I even heard Bilbis, forgetting the case of Ariel Sharon, saying that President Roosevelt spent his tenure on a wheelchair. This is missing the point, again. If Yar'adua's case was simply locomotive, none of us would have wasted his time advising him to resign because the wheelchair can take him anywhere. However, we have at hand a President with a chronic renal failure and, now, a heart disease, in addition, that makes him less capable to handle the daunting demands of presiding over the affairs of a contentious country like Nigeria where the rule of law is only mentioned but not followed. Here, no thanks to our military legacy, the President, like every Governor or Local Government Chairman in the country, has to approve every routine affair of government: every expenditure, every movement, every allowance, every appointment; every allocation, settle every squabble (and they are many), and so on. Or are the ministers and other cronies of the President praying for him to remain as a lame duck such that they can do as they wish with our resources. A report in Saharareporters has already indicated that some of the ministers are seizing the opportunity of his illness to flout his orders.
Finally, at the beginning of the week, we heard how pro-Yar'adua's forces started the agenda of rigging the constitution against the Vice President, claiming that, should the reason arise, it’s the Senate President who will preside over the country before a new President is elected within three months.
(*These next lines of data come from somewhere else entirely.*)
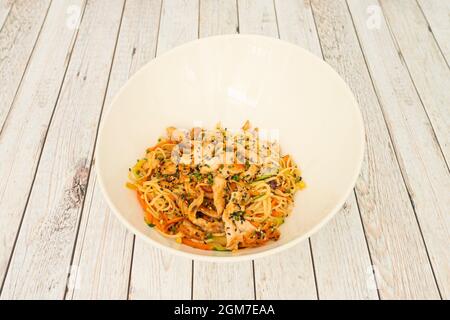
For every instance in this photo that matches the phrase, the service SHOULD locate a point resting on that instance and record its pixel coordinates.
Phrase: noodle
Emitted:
(214, 190)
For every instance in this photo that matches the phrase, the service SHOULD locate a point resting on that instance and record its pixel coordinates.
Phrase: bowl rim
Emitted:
(250, 256)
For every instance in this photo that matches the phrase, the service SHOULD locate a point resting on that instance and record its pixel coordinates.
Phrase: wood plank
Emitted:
(341, 259)
(104, 246)
(424, 169)
(257, 17)
(217, 280)
(338, 242)
(5, 9)
(17, 38)
(23, 134)
(218, 17)
(223, 281)
(437, 14)
(40, 263)
(397, 249)
(425, 62)
(270, 273)
(170, 277)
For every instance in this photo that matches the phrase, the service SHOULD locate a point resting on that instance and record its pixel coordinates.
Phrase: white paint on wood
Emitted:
(257, 17)
(218, 17)
(22, 138)
(424, 168)
(341, 259)
(437, 13)
(396, 245)
(213, 280)
(104, 247)
(40, 263)
(223, 281)
(17, 38)
(428, 68)
(156, 274)
(5, 8)
(342, 242)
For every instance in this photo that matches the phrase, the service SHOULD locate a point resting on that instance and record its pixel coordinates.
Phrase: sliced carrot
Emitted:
(276, 213)
(160, 144)
(197, 245)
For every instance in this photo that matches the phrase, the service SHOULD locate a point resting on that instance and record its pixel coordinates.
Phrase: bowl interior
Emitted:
(229, 79)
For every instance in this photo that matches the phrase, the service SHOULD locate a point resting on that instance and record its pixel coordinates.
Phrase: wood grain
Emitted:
(214, 280)
(402, 271)
(40, 263)
(339, 242)
(5, 9)
(156, 274)
(437, 14)
(426, 64)
(104, 247)
(23, 135)
(17, 38)
(218, 17)
(420, 158)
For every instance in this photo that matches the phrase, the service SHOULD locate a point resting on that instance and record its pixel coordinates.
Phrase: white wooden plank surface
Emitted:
(223, 281)
(40, 263)
(213, 280)
(425, 171)
(17, 38)
(402, 89)
(402, 271)
(5, 8)
(23, 134)
(425, 62)
(259, 17)
(218, 17)
(437, 14)
(339, 244)
(104, 247)
(156, 274)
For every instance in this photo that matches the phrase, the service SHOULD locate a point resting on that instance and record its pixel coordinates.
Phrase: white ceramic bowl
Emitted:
(275, 85)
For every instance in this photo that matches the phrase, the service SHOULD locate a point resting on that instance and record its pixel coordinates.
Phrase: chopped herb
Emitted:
(264, 177)
(197, 175)
(238, 215)
(258, 196)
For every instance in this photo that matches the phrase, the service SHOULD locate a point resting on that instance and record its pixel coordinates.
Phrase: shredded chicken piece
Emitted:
(191, 230)
(209, 212)
(169, 168)
(209, 226)
(235, 229)
(251, 172)
(218, 193)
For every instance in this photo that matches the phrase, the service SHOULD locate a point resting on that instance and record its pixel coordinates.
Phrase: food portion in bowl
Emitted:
(216, 190)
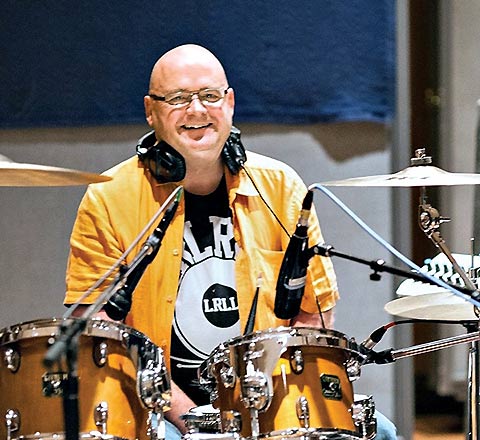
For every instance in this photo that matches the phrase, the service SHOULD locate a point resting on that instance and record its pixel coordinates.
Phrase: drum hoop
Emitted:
(139, 347)
(299, 336)
(49, 327)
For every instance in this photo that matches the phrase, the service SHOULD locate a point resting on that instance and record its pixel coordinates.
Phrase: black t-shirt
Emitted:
(206, 311)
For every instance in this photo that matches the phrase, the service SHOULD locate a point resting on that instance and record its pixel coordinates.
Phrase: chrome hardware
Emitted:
(11, 358)
(100, 415)
(12, 422)
(353, 368)
(153, 386)
(363, 415)
(156, 426)
(52, 384)
(231, 421)
(297, 362)
(254, 388)
(228, 376)
(303, 411)
(100, 354)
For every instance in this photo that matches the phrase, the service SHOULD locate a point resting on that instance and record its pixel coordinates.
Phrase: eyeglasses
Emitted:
(182, 98)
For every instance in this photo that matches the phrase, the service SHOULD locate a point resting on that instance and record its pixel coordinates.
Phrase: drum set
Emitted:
(279, 383)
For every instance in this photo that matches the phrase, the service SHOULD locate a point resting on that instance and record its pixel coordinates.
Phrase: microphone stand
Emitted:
(66, 343)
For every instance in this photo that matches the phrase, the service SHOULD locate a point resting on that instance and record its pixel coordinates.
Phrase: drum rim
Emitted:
(48, 327)
(337, 338)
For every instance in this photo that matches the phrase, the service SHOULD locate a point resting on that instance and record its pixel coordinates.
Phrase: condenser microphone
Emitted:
(293, 271)
(120, 303)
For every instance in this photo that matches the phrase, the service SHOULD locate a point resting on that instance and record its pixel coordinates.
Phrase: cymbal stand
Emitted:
(429, 220)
They have revived the old argument that the North will be shortchanged if power is handed over to a southerner. The North referred to here is not the geographical North, but the interest of the northern beneficiaries of this administration. I doubt if the North in any way has gained anything by the departure of Obasanjo. Likewise, it will not lose anything from the Presidency of Goodluck Jonathan. That is why the prominent people who called for the resignation of the President, majority of whom are northerners, were quick to categorically add that he be succeeded by the Vice President for the remaining eighteen months of his tenure.
These are the developments so far. We will continue to monitor them as we wish the President a fast recovery so that we can here from the horse's mouth. We wish he will have the strength again to directly inform the nation on his choice between power and life. Those who for ulterior motives are now choosing power on his behalf should please shut up.